In a perceptive book about Indian widowhood, Prof. Uma Chakravarty (of Delhi University) has done a study that shows as to how the norms for widowhood are different for different classes, particularly those of women who belong to working masses and those of women who belong to propertied classes. Therefore it needs to be stressed that all the icons and ideal women many talk about is only a reflection of their class rather than the reality. (Remember Roshoman?). Why do these studies exist? 1.Those who study women’s question invariably belong to the chattering classes that also includes intellectuals in the universities.2.It is easier to proceed from a stable, clichéd, safe and neat assumptions than to do field studies across populations. 3.One subtler reason may be that having eulogized Indian culture as in opposition to western culture that allows divorces freely and after having trumpeted about the stability of Indian Marriage, the intellectuals have a need to reconcile the existing reality that they have ignored so far and the cultural image they have built about widowhood and marriage in the books, discourses etc. The fact of the matter is there is not a single cultural icon or definition of ideal women India.

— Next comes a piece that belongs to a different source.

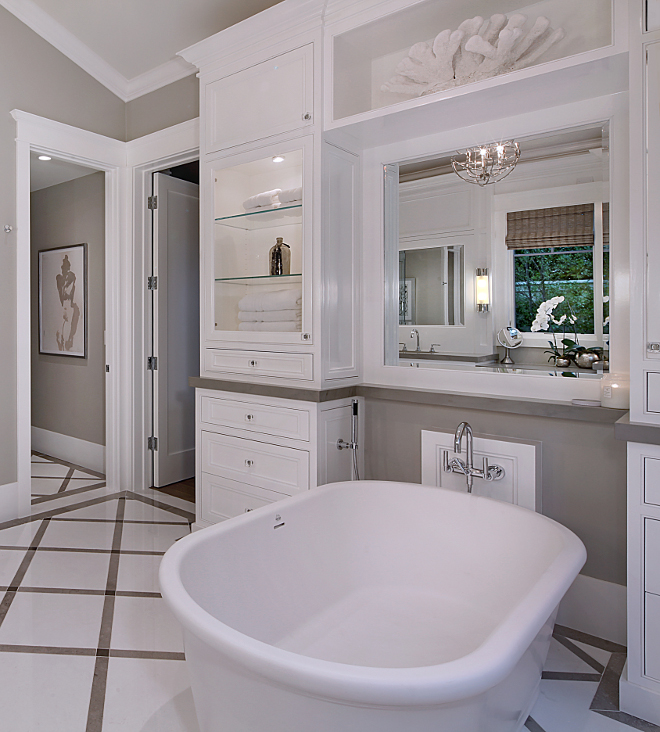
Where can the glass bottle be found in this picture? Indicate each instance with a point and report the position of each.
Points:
(280, 258)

For example, in a single language cultural space of Tamilnadu, there may be many icons. One is that of Kannagi, the wife of a betrayed merchant who was murdered on being accused of robbery at the kings place. Kannagi, after coming to know of her husband’s death, challenges the king and the king dies on coming to know of the unjustified killing on kings orders. Then she proceeds to burn the city of Madurai and goes to heaven. This is basically a revenge story. She is one of the icons who is cited as an example of loyalty to the husband. The queen in the story is also cited as an example of loyalty to her husband because he also died on her own volition on seeing her husband dead. Thirdly, the mistress of Kannagi’s husband Kovalan had a daughter and she was groomed to be a religious women who spurns marriage and devotes her life in the service of the poor. She is also an icon. All these are stories in (or connected to ) the epic of Silappathikaram. A tamil poet Avvaiyar prefers to live single, in an age and place where it may well look, impossible.
There is another point I wish to make, those who propagate the myth of single ideal women, have their own agenda and like history there no one narrative. An ideal may be a confluence of ideas and there may not be any individual who fits into those ideas. But to repeatedly cited Sita or Kannagi or any other women as ideal, is not appropriate and this in a country of million gods and goddesses where ideal women are too many to count .
Last but not the least, in the recent case of Muktar Mai of Pakistan, she was initially portrayed as an ideal and later dropped. This is a perfect example of myth making and how the myth is treated after some event that is not palatable to the media or women’s organisations.